00:32:27.09 Over there, I show you in red, orange, and yellow three structures which from this one.
00:32:34.17 from adenylate kinase, from this kinase, in the resting state, meaning there's no substrate bound.
00:32:39.24 What you can see is that the lids are already partially closing.
00:32:44.01 So, what we had were three molecules in the asymmetric unit cell, and they had different structures.
00:32:49.27 And they moved exactly along the trajectory where it should go during catalysis,
00:32:55.04 which is the green structure.
00:32:56.11 So, there's a partial closure already, directly along the direction where it wants to go
00:33:02.08 during catalysis.
00:33:03.22 So, the question is, of course, crystallography gets us snapshots but not timescales.
00:33:08.20 That's why the used molecular dynamics simulations to ask the question, what is the timescale
00:33:15.00 of this kind of motion?
00:33:16.12 And it turns out these partial lid closures happens in the nanosecond timescale.
00:33:20.20 All good. except we did one too many experiments.
00:33:24.06 We actually now looked at this free enzyme by NMR spectroscopy I just showed you.
00:33:29.13 And what we found there was that there's motion on the millisecond timescale.
00:33:33.15 That's orders of magnitude slower.
00:33:34.27 So, what are we missing?
00:33:37.13 So, again, our single molecule FRET experiments answered that question, because what we
00:33:41.27 could see. that, in real time, the enzyme indeed is doing a full closure but it is much slower.

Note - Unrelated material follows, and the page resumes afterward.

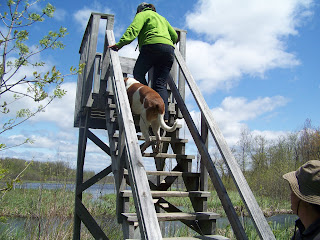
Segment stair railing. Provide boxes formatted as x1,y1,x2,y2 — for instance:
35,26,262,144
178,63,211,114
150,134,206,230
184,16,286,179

00:33:48.00 So, in other words, you have a picture where you have fast timescale partial closure,
00:33:54.25 and then a rare event, which is much slower, of full closure.

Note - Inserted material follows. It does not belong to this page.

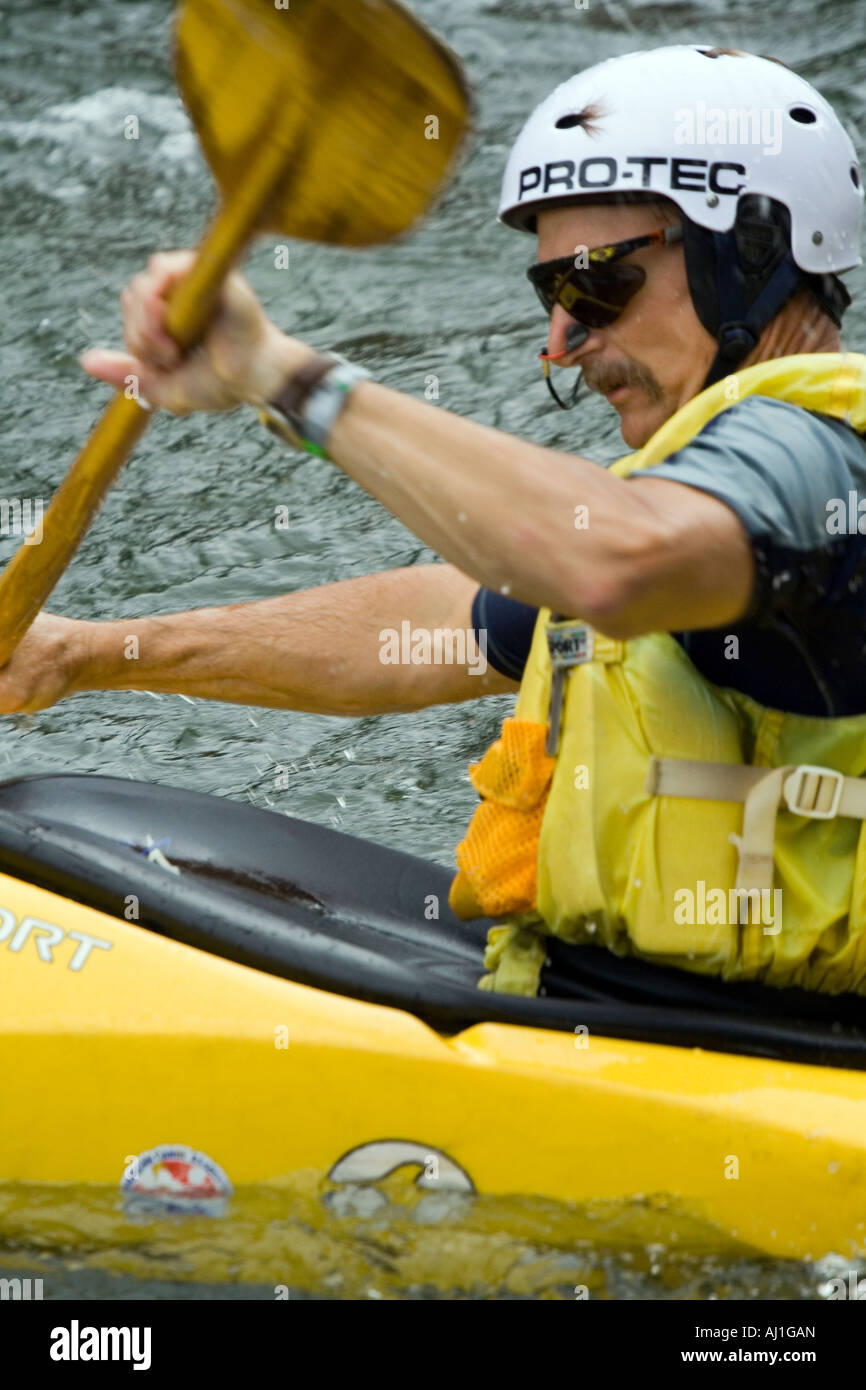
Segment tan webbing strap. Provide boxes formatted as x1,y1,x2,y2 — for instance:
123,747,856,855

00:34:02.26 Which brings me to this. to the. to the beginning of my talk, to talk about the
00:34:08.27 hierarchy in space and time.
00:34:10.21 What do I mean, the hierarchy in space in time?
00:34:12.11 We want to link the slow motions, over here, to the fast motions.
00:34:17.18 And they're in fact linked, okay?
00:34:20.02 So, I told you a lot about experiments to look at how we go over the big mountain, right?,
00:34:25.04 the slow motions.
00:34:26.04 But how about measuring these fast motions, here?
00:34:29.05 For this, we can measure how fast a bond vector, shown over here, an amide bond vector,
00:34:35.22 is actually wiggling.
00:34:37.19 And not only do we get the timescale but we also get the amplitude.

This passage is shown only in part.